Overall, the firm’s U.S. aerospace and defense analyst, David Strauss, is upbeat on the business jet segment, saying, “After nearly a decade at trough levels, key business jet market indicators now all signal improvement, including much lower used inventory levels along with stable used pricing, increasing flight activity, and higher corporate capital expenditures.”
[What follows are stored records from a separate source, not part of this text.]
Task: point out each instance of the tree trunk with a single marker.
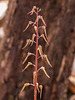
(59, 16)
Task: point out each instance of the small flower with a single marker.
(45, 56)
(44, 28)
(32, 11)
(40, 50)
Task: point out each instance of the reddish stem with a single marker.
(36, 60)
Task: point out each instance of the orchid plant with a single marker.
(39, 52)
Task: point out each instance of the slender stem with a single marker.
(36, 60)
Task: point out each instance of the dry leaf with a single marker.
(40, 86)
(29, 63)
(27, 43)
(26, 84)
(28, 54)
(45, 56)
(43, 68)
(30, 22)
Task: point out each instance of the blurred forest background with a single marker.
(59, 16)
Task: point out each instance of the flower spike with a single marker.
(28, 54)
(44, 38)
(40, 50)
(30, 22)
(32, 11)
(26, 84)
(43, 68)
(34, 73)
(33, 37)
(39, 17)
(35, 28)
(40, 86)
(29, 63)
(45, 56)
(28, 41)
(44, 28)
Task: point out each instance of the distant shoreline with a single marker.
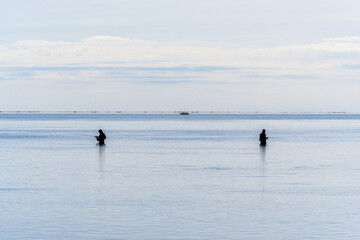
(167, 112)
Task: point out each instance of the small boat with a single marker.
(184, 113)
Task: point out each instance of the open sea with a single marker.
(173, 177)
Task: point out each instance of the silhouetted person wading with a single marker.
(101, 138)
(263, 138)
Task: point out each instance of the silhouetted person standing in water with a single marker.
(262, 138)
(101, 138)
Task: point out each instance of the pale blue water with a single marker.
(179, 177)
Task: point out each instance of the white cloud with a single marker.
(134, 74)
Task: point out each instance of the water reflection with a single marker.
(262, 153)
(263, 166)
(102, 158)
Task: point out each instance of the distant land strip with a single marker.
(168, 112)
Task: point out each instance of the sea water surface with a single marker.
(179, 177)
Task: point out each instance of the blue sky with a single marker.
(180, 55)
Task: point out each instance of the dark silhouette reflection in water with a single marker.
(263, 166)
(102, 159)
(263, 138)
(101, 138)
(262, 153)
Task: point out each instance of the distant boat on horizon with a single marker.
(184, 113)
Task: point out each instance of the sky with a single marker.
(180, 55)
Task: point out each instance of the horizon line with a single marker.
(170, 112)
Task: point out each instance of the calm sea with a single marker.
(167, 177)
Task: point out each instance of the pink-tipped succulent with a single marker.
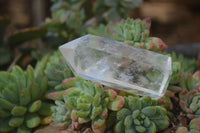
(190, 102)
(141, 115)
(88, 102)
(134, 32)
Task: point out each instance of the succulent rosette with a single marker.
(190, 102)
(134, 32)
(85, 101)
(22, 106)
(141, 115)
(194, 127)
(61, 115)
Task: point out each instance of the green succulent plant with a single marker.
(22, 105)
(187, 65)
(190, 81)
(141, 115)
(194, 127)
(70, 17)
(87, 102)
(190, 103)
(181, 68)
(134, 32)
(57, 70)
(13, 42)
(61, 115)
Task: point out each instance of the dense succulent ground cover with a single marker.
(27, 96)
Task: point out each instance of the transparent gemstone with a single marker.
(119, 65)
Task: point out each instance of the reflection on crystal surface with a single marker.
(118, 65)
On a rolling 12-month basis, U.S. flights increased 3 percent, though cycles on a seasonally adjusted basis were down 2 percent in June. “While seasonally adjusted cycles are about 40 percent higher from the bottom in 2009 and roughly in line with pre-crisis levels, we estimate average daily utilization remains low due to continued fleet growth,” Strauss said. Meanwhile, European business jet activity climbed 7 percent on a rolling 12-month basis, but overall cycles are still 20 percent below pre-crisis levels, the report notes.
By aircraft category, Barclays said midsize and large-cabin jet cycles have “fully recovered” to pre-financial-crisis levels, but added that light jet activity still remains 18 percent below the peak.